Somewhere in the back of his mind Service had been wrestling with the faint improbability of all the mutilated people being part of a scheme to cover up the presence of the new wolves. “We’ll deal with this later,” Service told the poacher. “What’s on the slate you want us to see?”
“Youse need payshits, sonny,” Allerdyce said, chuckling happily.
“You fucking people are ate-up, bag-drag, shit-pounding around out here in this damn snow shit,” Noonan carped loudly.
Treebone hiked in silence, as he always did, be it in a jungle or a blizzard.

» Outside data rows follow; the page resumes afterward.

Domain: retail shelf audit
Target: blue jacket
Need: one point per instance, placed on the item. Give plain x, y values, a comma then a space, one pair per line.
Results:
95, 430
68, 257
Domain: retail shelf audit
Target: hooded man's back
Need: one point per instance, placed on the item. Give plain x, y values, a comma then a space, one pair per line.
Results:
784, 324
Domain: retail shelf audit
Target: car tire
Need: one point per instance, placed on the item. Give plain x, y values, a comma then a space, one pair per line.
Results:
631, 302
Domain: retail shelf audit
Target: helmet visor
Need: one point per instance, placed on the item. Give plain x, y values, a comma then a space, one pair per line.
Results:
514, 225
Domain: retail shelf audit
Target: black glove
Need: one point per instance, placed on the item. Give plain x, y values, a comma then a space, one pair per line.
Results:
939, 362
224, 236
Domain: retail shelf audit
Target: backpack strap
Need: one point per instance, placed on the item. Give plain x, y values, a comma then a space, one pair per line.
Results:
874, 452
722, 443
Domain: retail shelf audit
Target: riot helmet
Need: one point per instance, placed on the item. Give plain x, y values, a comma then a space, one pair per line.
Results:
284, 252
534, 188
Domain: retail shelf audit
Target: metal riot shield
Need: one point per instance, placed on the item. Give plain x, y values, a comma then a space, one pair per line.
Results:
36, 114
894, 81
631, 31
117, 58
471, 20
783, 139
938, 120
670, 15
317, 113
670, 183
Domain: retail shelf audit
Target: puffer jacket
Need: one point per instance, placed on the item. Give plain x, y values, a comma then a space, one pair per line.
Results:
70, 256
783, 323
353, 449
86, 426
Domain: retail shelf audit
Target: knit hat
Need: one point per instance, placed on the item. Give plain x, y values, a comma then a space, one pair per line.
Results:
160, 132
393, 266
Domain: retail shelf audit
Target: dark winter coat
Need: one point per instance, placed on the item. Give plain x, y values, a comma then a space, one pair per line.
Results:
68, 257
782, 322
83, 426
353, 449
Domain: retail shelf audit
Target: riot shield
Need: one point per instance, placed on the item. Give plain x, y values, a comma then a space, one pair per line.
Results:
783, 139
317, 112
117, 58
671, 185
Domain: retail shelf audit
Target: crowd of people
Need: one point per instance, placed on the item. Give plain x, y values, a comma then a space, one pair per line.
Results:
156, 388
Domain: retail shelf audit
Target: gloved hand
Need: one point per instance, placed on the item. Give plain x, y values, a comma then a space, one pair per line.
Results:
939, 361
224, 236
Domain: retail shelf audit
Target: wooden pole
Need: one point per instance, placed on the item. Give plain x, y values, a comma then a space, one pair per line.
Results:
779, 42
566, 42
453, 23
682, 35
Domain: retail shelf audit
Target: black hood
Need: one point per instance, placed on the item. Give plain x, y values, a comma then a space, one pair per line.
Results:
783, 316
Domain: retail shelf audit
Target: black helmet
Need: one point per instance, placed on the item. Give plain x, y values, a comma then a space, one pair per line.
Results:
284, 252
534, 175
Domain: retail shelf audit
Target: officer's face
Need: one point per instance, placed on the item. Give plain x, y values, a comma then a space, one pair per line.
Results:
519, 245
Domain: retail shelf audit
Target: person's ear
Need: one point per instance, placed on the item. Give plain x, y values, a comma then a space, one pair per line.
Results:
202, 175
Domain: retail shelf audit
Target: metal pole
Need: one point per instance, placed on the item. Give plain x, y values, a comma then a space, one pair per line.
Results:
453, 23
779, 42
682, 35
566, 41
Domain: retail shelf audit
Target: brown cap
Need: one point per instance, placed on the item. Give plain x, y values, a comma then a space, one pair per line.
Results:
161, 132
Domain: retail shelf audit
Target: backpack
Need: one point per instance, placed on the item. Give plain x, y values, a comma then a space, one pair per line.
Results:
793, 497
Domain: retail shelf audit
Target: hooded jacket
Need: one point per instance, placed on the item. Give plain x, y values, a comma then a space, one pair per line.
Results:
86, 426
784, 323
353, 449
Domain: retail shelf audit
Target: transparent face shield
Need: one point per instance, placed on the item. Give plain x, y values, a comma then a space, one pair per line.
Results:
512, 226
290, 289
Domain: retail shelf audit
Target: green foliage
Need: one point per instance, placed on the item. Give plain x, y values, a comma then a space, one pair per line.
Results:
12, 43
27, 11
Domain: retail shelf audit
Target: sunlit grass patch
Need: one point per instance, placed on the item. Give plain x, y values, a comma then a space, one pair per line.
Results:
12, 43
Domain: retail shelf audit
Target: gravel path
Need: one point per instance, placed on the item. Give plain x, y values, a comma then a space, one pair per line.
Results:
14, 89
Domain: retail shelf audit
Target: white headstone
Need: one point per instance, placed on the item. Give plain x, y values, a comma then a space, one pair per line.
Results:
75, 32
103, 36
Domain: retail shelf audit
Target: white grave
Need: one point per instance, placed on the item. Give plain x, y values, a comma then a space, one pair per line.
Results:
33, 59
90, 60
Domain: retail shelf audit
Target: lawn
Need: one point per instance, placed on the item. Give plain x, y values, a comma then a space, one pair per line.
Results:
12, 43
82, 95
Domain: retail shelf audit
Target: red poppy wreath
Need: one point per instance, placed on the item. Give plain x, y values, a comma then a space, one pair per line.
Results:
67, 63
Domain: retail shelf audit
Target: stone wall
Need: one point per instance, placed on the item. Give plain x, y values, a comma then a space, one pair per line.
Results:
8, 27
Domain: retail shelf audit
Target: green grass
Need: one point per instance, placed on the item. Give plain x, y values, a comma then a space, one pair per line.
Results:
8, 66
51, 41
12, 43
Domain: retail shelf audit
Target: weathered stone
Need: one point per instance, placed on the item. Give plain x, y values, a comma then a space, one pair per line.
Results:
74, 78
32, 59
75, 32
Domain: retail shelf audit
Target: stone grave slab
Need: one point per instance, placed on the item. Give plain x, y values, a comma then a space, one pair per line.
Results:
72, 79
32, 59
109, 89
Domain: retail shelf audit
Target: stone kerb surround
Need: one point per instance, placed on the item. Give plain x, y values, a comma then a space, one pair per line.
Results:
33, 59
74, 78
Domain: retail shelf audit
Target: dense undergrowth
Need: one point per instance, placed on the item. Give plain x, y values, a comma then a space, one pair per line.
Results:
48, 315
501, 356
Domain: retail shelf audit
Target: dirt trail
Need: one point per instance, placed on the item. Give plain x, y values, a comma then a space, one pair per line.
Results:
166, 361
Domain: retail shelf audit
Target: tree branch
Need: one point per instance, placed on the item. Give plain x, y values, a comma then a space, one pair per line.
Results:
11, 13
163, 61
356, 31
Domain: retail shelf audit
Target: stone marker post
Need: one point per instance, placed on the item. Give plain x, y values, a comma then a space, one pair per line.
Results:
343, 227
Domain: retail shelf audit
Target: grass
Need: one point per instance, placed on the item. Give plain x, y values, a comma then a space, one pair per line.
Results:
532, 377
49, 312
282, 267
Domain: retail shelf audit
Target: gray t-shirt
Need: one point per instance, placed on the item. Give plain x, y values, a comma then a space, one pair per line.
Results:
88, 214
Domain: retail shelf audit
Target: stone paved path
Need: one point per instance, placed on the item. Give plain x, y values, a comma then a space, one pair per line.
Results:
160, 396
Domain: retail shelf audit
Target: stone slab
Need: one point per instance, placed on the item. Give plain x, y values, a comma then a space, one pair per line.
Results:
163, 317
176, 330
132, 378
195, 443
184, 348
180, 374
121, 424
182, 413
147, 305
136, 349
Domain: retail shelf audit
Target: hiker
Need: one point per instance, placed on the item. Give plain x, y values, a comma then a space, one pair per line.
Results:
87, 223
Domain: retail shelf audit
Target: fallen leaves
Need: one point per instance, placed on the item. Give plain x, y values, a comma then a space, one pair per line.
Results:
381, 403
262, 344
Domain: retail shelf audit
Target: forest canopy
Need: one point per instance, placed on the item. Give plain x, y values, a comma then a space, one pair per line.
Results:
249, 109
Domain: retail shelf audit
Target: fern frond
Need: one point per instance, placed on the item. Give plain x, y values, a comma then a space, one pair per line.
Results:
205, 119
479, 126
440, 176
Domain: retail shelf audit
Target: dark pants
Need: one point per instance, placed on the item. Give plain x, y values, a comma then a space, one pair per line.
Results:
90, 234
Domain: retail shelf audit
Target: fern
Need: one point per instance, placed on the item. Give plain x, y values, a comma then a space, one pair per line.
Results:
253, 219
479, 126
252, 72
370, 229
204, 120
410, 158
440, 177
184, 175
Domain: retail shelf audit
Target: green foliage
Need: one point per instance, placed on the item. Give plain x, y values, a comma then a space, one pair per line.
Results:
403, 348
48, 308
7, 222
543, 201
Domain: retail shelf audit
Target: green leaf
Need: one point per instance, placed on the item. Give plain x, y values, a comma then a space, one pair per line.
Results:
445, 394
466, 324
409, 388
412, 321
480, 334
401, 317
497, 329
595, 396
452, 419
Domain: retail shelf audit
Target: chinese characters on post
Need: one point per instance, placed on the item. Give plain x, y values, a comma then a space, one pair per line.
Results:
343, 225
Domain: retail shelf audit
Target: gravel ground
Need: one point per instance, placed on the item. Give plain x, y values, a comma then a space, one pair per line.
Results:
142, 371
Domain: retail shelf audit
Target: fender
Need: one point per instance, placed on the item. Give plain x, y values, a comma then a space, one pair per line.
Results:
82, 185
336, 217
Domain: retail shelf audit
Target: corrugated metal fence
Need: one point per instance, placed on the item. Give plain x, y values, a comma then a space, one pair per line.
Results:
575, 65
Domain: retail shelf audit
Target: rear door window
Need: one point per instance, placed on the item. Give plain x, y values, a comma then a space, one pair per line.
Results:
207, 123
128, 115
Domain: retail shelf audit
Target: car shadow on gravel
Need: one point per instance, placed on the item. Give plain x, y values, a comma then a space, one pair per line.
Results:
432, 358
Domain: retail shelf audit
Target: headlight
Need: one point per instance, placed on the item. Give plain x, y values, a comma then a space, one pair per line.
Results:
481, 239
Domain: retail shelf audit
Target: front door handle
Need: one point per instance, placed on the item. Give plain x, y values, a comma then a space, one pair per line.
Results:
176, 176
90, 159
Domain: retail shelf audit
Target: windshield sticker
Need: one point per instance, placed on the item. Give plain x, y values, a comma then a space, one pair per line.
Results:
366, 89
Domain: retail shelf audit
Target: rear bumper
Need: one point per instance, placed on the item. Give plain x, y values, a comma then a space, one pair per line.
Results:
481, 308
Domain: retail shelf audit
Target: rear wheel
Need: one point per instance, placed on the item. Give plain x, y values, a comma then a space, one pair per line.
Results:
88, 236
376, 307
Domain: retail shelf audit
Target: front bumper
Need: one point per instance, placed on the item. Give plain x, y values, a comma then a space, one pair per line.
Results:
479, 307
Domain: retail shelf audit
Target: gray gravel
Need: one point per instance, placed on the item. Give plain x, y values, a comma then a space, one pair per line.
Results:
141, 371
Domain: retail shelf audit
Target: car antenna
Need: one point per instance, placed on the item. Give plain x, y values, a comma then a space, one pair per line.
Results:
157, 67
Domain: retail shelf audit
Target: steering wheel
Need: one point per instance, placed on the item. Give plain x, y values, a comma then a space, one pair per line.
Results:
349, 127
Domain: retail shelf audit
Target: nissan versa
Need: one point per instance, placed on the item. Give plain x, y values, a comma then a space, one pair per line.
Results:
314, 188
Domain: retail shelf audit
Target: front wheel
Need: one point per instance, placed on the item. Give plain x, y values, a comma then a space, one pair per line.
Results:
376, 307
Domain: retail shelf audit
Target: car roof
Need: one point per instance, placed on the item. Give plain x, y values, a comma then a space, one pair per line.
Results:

“We gonna make camp?” Service asked Allerdyce as they trudged along. Dark was closing in fast, days this time of year short.
“No talk, walk slow, listen,” the old poacher commanded.
They took their lead from the old man, who slowly worked his way across the slate beds beside the river. Service heard voices below them and closed his eyes, trying to identify them.
Service wished Denninger were with them. This was her turf. He could see the glimmer of small fires below them and through the trees, and he could smell meat cooking. He fished in his pocket for his SureFire as they stood invisible in the dark tree line. Allerdyce whispered, “Dey out dere,” and gave Service a gentle push.